De acordo com o promotor de justiça, Célio Fúrio, as contratações foram realizadas a partir de processos seletivos simplificados, que foram sistematicamente renovados ou substituídos por outros, em afronta às regras constitucionais.

“Para justificar contratações temporárias é necessário que se indique, com precisão as situações que reflitam anormalidades, à altura de justificar a alternativa da contratação direta que constitui-se em exceção à regra do concurso público. Qualquer decisão administrativa em contrário viola a regra constitucional da excepcionalidade do interesse público”, destacou o promotor.

Segundo ele, ainda que por ser pessoa jurídica de direito público, a Empresa Cuiabana integra a administração indireta do Município de Cuiabá e que, portanto, está sujeita às regras de direito administrativo. Ou seja, os seus empregados devem ser contratados mediante concurso público.

Na notificação, que também foi encaminhada ao diretor-presidente da empresa, Oséas Machado de Oliveira, o promotor recomendou que não sejam efetuadas novas contratações temporárias.

Deverão ainda se abster de efetuar qualquer remuneração, a partir desta data, aos empregados públicos contratados temporários ilegalmente no ano de 2018.

“O não cumprimento da lei, após notificação recomendatória, demonstra o caráter inequívoco e certo, bem como o desejo livre e consciente de manutenção da ilegalidade e imoralidade verificadas e pontuadas, não podendo ser alegado futuramente o não conhecimento ou interpretação equivocada aos ditames legais, a indicar ausência de dolo ou presença de boa-fé, com reflexos em relação ao cometimento de ato de improbidade administrativa com ou sem dano ao erário”, enfatizou Célio Fúrio.

Após o recebimento da notificação, os gestores terão 10 dias corridos para informar o Ministério Público se acatarão, ou não, as recomendações, sob pena de serem acionados na justiça. 

Outro lado

Por meio de nota, a Empresa Cuiabana afirmou que pretende elaborar um Termo de Ajustamento de Conduta (TAC) junto com o MP, acordo a ser apreciado pelo prefeito.
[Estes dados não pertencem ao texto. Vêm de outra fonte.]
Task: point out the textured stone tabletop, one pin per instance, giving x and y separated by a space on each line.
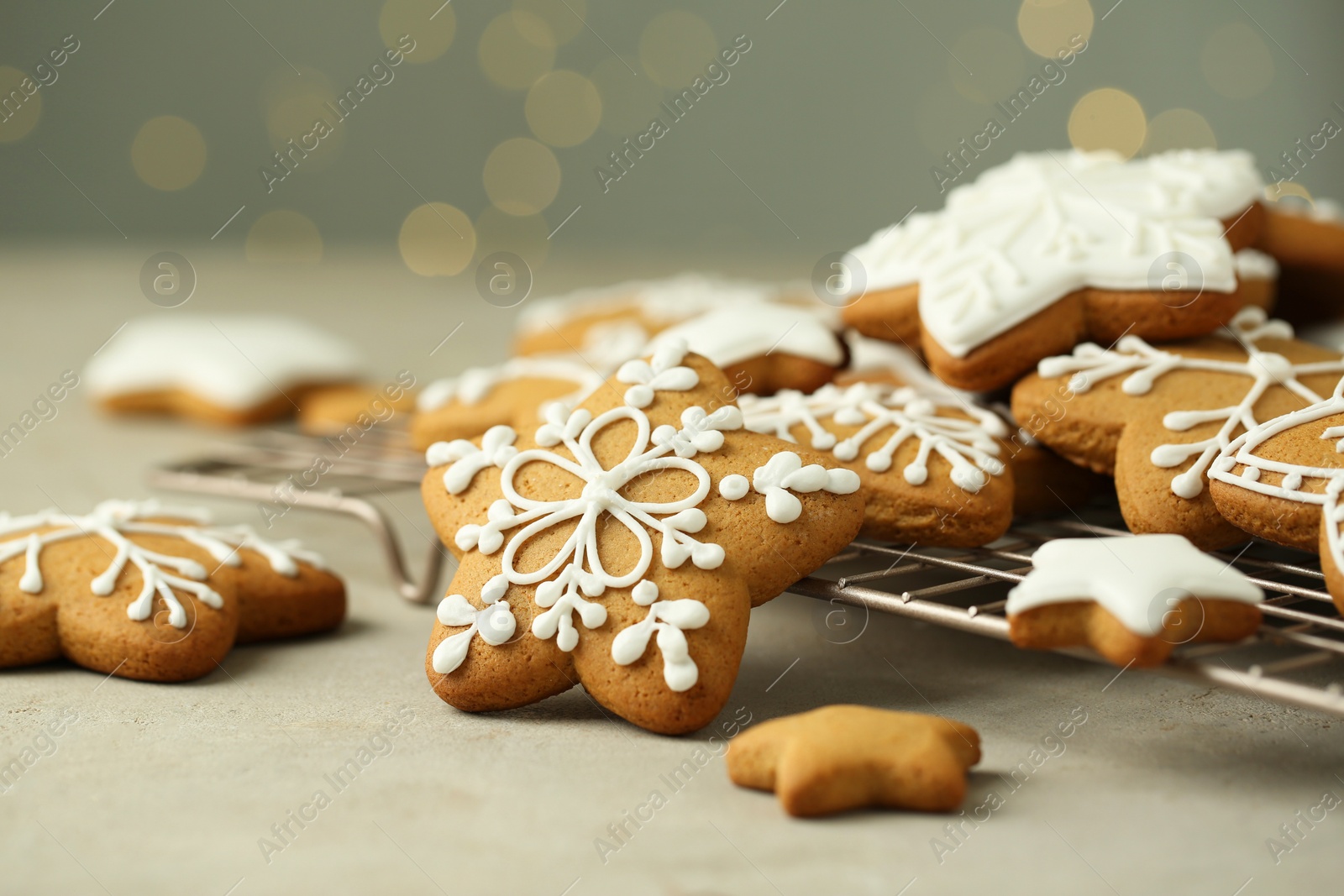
195 788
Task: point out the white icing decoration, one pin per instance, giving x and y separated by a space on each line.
1045 224
570 580
905 411
1146 364
743 331
1126 575
662 372
230 362
784 474
114 520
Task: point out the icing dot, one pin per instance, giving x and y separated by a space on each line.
734 486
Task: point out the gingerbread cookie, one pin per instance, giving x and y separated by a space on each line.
622 544
764 347
932 464
335 409
562 324
1131 598
151 593
1283 479
1053 248
840 758
1156 417
232 371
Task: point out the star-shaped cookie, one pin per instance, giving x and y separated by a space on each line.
1050 249
622 544
1158 416
1131 598
840 758
152 593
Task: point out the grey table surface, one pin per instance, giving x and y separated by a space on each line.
176 789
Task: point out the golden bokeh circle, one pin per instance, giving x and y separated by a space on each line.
676 47
437 239
564 107
1179 129
996 62
522 176
517 49
284 237
564 16
1108 118
524 235
1236 62
429 24
168 152
629 102
1050 26
24 118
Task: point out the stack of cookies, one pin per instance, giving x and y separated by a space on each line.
660 457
Mas que devido Emanuel Pinheiro estar em audiência com o presidente da República, pediu ao órgão ministerial a dilação de prazo para discutir o acordo na próxima semana, entretanto alegou não obter resposta.

Conforme o pronuciamento da empresa, a exoneração imediata dos funcionários vai comprometer o funcionamento do Hospital São Benedito.

Veja abaixo a nota completa:

A respeito da notificação do Ministério Público de Mato Grosso, da lavra do ínclito promotor Célio Fúrio, sobre a exoneração imediata de contratados, a Empresa Cuiabana de Saúde Pública (ECSP) informa que na última segunda-feira (26), já estava acordado com o Diretor-Geral interino da Empresa Cuiabana de Saúde, Oseas Machado, a articulação para elaboração de um Termo de Ajustamento de Conduta (TAC) junto ao MP a ser submetido à apreciação do Prefeito Emanuel Pinheiro.

Entretanto, tendo em vista a audiência do prefeito junto à Presidência da República para definir os detalhes finais da conclusão e entrega do novo Pronto Socorro de Cuiabá, o departamento jurídico da Empresa Cuiabana de Saúde, solicitou dilação de prazo para próxima semana, entretanto não obteve resposta do MP até o momento.

Conforme explicou a advogada da ECSP, Laura Lima, os funcionários são enfermeiros, técnicos de enfermagem e outros servidores considerados essenciais; e sua exoneração imediata compromete muito o funcionamento do Hospital São Benedito.

Por esta razão, segundo ela, o departamento jurídico encaminhará novamente o pedido de dilação de prazo para que, tão logo o prefeito retorne de viagem o TAC seja discutido em conformidade com as determinações legais vigente.